Now from a more practical point of view we could see this more as the ability to store attachments/additional data for a sample stored in Snake. This could be implemented in a number of ways but the one that comes to mind would be to create a generic attachment scale and extend the Snake scale API to support an attachments component. This approach would then allow scales to store additional data that can be uploaded and downloaded (and maybe edited) while also tying it to a sample. Is this the sort of thing you were thinking? If so I can add this to the feature list and i'll try and work on it when I get some time, currently I am a bit swamped :S

First point - I didn't actually get round to looking at this before pressing submit :| my bad. I was actually dockerising the app and didn't check the filesystem!! Apologies for that! On the docker note, I've got a working container and hopefully a docker compose in the works, do you have one, or shall I make a pull request?

Second point, yes, this is half what I was thinking. The idea to add additional files would be great, hopefully, they would be subject to the same facilities etc. that a normal upload would have.

The second point, in a nutshell, yes - I've yet to test, but how does snake react to additional files being placed in the same dir as the sample? I'm thinking with the likes of IDA creating db files or general analyst notes (could the notes tab be exposed via the filesystem?!). You don't really need to allow the additional files in the hash dir to be subject to scales interrogation (although that would be nice!) - maybe as download links? Or an option to add the additional files to the db as an attachment to the main file (as you describe above) - for example an extracted config file, dumped shellcode, or injected proc etc.?
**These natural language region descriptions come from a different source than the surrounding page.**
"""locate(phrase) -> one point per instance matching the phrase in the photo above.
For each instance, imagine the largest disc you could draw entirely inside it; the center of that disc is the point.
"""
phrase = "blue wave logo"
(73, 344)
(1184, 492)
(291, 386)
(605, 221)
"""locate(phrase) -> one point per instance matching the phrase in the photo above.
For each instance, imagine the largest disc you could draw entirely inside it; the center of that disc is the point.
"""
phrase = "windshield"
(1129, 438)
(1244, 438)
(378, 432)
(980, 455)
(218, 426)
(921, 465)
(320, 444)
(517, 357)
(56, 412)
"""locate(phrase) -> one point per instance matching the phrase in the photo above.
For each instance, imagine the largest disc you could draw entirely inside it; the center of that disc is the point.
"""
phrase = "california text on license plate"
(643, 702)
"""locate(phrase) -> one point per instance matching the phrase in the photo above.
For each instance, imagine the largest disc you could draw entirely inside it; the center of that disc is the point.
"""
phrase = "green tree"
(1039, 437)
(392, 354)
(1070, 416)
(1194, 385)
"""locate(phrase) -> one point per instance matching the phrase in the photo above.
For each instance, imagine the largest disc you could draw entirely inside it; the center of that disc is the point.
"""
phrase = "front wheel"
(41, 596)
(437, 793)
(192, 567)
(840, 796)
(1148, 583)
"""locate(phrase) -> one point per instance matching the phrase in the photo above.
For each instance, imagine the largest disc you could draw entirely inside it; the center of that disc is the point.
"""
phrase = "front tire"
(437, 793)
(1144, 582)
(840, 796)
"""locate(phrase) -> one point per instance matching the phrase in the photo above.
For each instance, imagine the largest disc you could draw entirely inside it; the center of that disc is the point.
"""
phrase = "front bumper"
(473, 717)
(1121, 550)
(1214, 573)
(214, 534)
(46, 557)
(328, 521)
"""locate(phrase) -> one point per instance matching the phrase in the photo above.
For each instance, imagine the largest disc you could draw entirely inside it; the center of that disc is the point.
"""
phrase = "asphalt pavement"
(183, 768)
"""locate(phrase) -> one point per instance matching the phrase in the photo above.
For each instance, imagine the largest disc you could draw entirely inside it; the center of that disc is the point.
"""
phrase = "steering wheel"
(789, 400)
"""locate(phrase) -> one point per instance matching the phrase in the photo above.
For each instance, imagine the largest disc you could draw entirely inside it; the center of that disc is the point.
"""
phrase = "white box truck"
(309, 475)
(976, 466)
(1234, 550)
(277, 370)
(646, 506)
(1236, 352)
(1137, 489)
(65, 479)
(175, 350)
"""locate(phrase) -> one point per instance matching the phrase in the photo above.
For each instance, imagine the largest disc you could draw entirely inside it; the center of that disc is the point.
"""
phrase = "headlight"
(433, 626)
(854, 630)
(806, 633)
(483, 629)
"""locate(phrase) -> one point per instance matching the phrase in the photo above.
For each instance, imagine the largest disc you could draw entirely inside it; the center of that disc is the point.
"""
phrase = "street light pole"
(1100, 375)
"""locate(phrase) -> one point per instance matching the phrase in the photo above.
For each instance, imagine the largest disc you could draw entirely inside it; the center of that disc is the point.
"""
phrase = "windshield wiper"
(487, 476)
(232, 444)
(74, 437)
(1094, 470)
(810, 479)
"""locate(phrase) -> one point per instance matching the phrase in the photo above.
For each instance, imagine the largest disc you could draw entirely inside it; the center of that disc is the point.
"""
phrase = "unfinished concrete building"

Any clearer? Probably just added confusion :)

I'll have a look at if I could add that kind of feature, see if I can get my head around the snake ecosystem.

We do not have one but I know that is definitely something that would be appreciated. A pull request for that would not be frowned upon, thanks :)
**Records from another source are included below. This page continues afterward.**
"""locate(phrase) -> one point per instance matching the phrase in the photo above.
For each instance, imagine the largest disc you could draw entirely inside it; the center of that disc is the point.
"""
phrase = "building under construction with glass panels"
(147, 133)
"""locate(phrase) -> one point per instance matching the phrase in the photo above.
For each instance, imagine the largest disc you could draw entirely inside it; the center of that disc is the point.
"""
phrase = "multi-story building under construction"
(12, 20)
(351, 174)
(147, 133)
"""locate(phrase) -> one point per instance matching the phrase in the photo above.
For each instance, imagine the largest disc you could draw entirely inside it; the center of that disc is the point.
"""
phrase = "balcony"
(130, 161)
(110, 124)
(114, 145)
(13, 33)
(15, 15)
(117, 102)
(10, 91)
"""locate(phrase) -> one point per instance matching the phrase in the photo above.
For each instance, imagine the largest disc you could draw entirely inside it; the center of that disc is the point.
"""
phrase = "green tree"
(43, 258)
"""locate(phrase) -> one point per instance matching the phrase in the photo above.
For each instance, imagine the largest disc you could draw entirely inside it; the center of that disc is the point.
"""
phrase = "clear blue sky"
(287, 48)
So I am not sure how well placing them in the same directory as the sample would work as multiple samples can end up in the same directories depending on their hashes. As such there are a number of solutions:

• when uploading a sample Snake will put it in its own directory based on the samples hash (then additional data can be stored in there too)
• create a separate directory structure that is used to store additional files (seems a bit cumbersome)
• store the additional files in the mongodb
• probably a few more good alternatives, but none spring to mind right now!

Snake is not 'filesystem aware' it uses the mongodb as its brain, thus additional files will be ignored. Currently I am thinking the first is probably the best solution, as it makes clean up and management easy, the negative point is that it would be a breaking change so a migration script would be required. Notes are stored in the Mongodb but extracting these to the filesystem using the chosen method above would be beneficial for the reasons you highlight and as image support could be easily added, etc. Exposing the additional files to scales would probably not work and I would argue that these should be submitted as new samples that are linked to the original.

With carved or extracted files from samples, if done from within Snake, these will be linked together producing a 'chain of custody', the binwalk scale currently supports this. Currently ties between samples cannot be manually added but this is on the list as it just needs exposing in the API.

There are also plans to create a project feature so that samples and notes can be grouped together, along with other projecty features. I have started to populate the issue tracker on snake-core with enhancements: https://github.com/countercept/snake-core/issues

Yeah much clearer, definitely features that should be added to Snake :)

That would be awesome, if any of the code is unclear just shout and I will try to clarify.